Body count nears 400 in Gaza hospital mass graves
Sings of torture, live burial found during excavation on sixth day
Daily Sun Report, Dhaka
Published: 25 Apr 2024
People mourn by the body of a missing relative, which was unearthed at Nasser Hospital in Khan Younis city in the southern Gaza Strip on 23 April. Photo: AFP
Dead bodies found in mass graves at two of Gaza Strip’s biggest hospitals neared 400 on Thursday, the sixth consecutive day of excavation works, and bore signs of torture, executions and live burial allegedly by Israeli occupying forces.

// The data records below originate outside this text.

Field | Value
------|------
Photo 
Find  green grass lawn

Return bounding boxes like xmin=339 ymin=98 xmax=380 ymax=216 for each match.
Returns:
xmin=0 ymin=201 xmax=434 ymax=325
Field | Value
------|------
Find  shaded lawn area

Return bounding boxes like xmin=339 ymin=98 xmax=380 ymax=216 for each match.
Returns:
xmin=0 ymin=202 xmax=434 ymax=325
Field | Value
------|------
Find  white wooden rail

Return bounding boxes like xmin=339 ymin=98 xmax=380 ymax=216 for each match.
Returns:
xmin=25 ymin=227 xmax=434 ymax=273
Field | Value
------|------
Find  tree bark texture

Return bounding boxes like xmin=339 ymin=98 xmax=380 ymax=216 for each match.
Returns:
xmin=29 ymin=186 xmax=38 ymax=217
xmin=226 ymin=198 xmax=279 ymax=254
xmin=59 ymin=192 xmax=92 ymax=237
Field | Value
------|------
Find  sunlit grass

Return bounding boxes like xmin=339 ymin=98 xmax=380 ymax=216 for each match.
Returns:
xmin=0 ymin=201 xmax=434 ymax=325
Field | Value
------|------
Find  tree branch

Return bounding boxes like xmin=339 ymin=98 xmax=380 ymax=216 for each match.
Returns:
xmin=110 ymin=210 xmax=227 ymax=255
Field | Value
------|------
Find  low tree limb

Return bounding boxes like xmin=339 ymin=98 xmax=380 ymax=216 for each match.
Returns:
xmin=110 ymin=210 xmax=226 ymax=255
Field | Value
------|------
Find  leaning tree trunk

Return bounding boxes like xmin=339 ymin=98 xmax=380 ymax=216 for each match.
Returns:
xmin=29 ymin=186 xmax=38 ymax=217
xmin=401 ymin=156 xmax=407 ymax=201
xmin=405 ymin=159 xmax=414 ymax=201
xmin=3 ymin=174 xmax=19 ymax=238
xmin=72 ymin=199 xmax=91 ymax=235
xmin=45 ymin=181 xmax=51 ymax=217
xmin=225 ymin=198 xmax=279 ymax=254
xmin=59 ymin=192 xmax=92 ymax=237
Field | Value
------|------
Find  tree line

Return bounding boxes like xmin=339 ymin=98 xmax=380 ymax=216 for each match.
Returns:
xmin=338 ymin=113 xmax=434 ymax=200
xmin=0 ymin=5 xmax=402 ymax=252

Officials in the enclave said the mass graves were found to host 392 bodies, including those of women, children and the elderly, as of Thursday, Al Jazeera reported.
Palestinian Civil Defence officials on Thursday revealed horrifying new details about the mass graves around the Nasser and al-Shifa hospitals.
Ten of the bodies were found with bound hands while others still had medical tubes attached to them, indicating they may have been buried alive, said civil defence member Mohammed Mughier.
“We need forensic examination for approximately 20 bodies for people who we think were buried alive,” Mughier said.
Yamen Abu Sulaiman, the head of the civil defence department in southern Khan Younis where Nasser Hospital is located, said three separate mass graves were found at the facility – one behind the morgue, one in front of the morgue, and one near the dialysis building.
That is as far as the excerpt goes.